むかしむかし、三ちゃんという、おけ屋の小僧さんがいました。
ある日の事、三ちゃんは竹やぶへ竹を切りに行きました。
「どの竹を切ろうかな?」
三ちゃんがひとりごとを言うと、後ろの方から、
「・・・三ちゃん、・・・三ちゃん」
と、小さな声も聞こえました。
「おや、だれだろう?」
三ちゃんは、グルリとあたりを見回しました。
しかし、誰もいません。
ただ竹が、ザワザワとゆれるばかりです。
「なんだ、誰もいないじゃないか」
三ちゃんが歩き出すと、また、
「三ちゃあん、三ちゃあん」
と、さっきよりも大きな声が聞こえるのです。
「誰だい? さっきから呼んでるのは? どこにかくれているんだ?」
三ちゃんが言うと、すぐそばの竹が答えました。
「ここだよ、ここだよ。この竹の中だよ」
「この竹の中?」
三ちゃんは、竹に耳をつけてみました。
すると竹の中から、はっきりと声が聞こえてきます。
「三ちゃん、お願いだよ。この竹を切っとくれ」
そこで三ちゃんは、その竹を切り倒してみました。
すると竹の中から、小さな小さな男の子が飛びだしてきたのです。
「わぁーい、助かった。
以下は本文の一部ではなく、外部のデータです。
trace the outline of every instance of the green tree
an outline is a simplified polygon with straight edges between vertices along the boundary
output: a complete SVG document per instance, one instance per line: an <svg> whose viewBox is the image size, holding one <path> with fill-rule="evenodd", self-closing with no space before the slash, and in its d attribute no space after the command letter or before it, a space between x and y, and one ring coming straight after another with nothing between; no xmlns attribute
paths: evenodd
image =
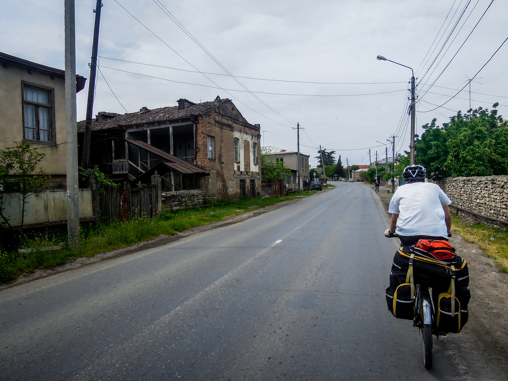
<svg viewBox="0 0 508 381"><path fill-rule="evenodd" d="M29 197L43 190L51 178L42 168L37 170L41 161L46 156L45 153L38 152L32 148L30 144L23 140L15 142L15 147L7 148L0 151L0 166L2 175L0 181L2 185L2 202L3 203L4 192L7 189L21 195L21 233L24 224L25 206ZM0 207L1 209L1 207ZM2 210L3 212L3 210ZM8 219L1 213L4 221L9 225ZM12 227L11 227L12 228Z"/></svg>
<svg viewBox="0 0 508 381"><path fill-rule="evenodd" d="M377 177L379 179L385 178L385 175L386 173L386 170L385 169L384 167L377 167ZM376 169L375 168L369 168L366 172L365 172L366 175L367 176L367 180L372 183L373 184L376 181Z"/></svg>
<svg viewBox="0 0 508 381"><path fill-rule="evenodd" d="M423 126L417 162L429 177L508 174L508 122L497 115L498 105L490 112L482 107L459 111L442 128L435 119Z"/></svg>
<svg viewBox="0 0 508 381"><path fill-rule="evenodd" d="M261 152L261 178L263 181L272 184L276 180L284 179L291 174L291 170L284 162L275 160L264 152Z"/></svg>
<svg viewBox="0 0 508 381"><path fill-rule="evenodd" d="M318 166L321 167L322 165L321 162L322 153L323 154L323 161L324 162L325 165L331 166L335 164L335 157L334 156L335 154L335 151L327 152L326 150L323 148L318 150L318 156L314 158L318 159Z"/></svg>
<svg viewBox="0 0 508 381"><path fill-rule="evenodd" d="M340 155L339 155L339 158L337 160L337 164L335 165L335 169L333 171L333 174L339 177L345 177L345 173L344 171L344 167L342 166L342 162L340 160Z"/></svg>

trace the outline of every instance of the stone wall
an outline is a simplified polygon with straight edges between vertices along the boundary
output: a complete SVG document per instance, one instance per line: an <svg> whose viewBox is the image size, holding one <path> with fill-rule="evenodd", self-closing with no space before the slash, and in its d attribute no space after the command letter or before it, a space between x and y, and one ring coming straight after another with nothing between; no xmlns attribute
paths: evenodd
<svg viewBox="0 0 508 381"><path fill-rule="evenodd" d="M172 210L201 206L205 204L205 200L203 192L197 189L162 193L162 204Z"/></svg>
<svg viewBox="0 0 508 381"><path fill-rule="evenodd" d="M435 182L451 199L452 206L508 222L508 176L447 177ZM482 219L489 225L507 226Z"/></svg>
ありがとう!」
その男の子は、三ちゃんの小指ぐらいの大きさです。
「お前は、何者だ?!」
「ぼくは、天の子どもだよ」
小さな男の子は、ピョンと三ちゃんの手のひらに飛び乗りました。
「ゆうべ、流れ星に乗って遊んでいたら、いじわるな竹がぼくを閉じこめてしまったんだ。でも三ちゃんのおかげで、助かったよ。これでやっと、天に帰れる」
「そうか、それはよかったね。でもどうして、ぼくの名まえを知ってるの?」
「天の子はね、世界中の事をみんな知っているんだよ」
「ふーん、すごいね。それで、きみの名前は?」
「ぼくの名前は、竹の子童子(たけのこどうじ)だよ」
「竹の子童子か。いくつ?」
「ぼくの年かい? まだ、たったの千二百三十四才だよ」
「うへぇ!」
三ちゃんがビックリすると、竹の子童子はニコニコして言いました。
「助けてもらったお礼に、三ちゃんの願いをかなえてあげるよ」
「ほんとうかい?」
「ほんとうさ。天の子は、うそをつかないんだ。それで、何が願いだい?」
三ちゃんは、しばらく考えてから答えました。
「ぼくを、お侍にしておくれ。強いお侍になって武者修行(むしゃしゅぎょう)にいきたい」
「よし、じゃ、目をつぶって」
三ちゃんが目をつぶると、竹の子童子が大きな声で言いました。
「竹の子、竹の子、三ちゃんをお侍にしておくれ。・・・ほら三ちゃん、お侍になったよ」
三ちゃんが目を開けると、そこはにぎやかな京の都で、三ちゃんはいつの間にか立派なお侍になっていました。
「わあ、ほんとうにお侍だ! 竹の子童子、ありがとう」
三ちゃんが手のひらを見ると、竹の子童子はいなくなっていました。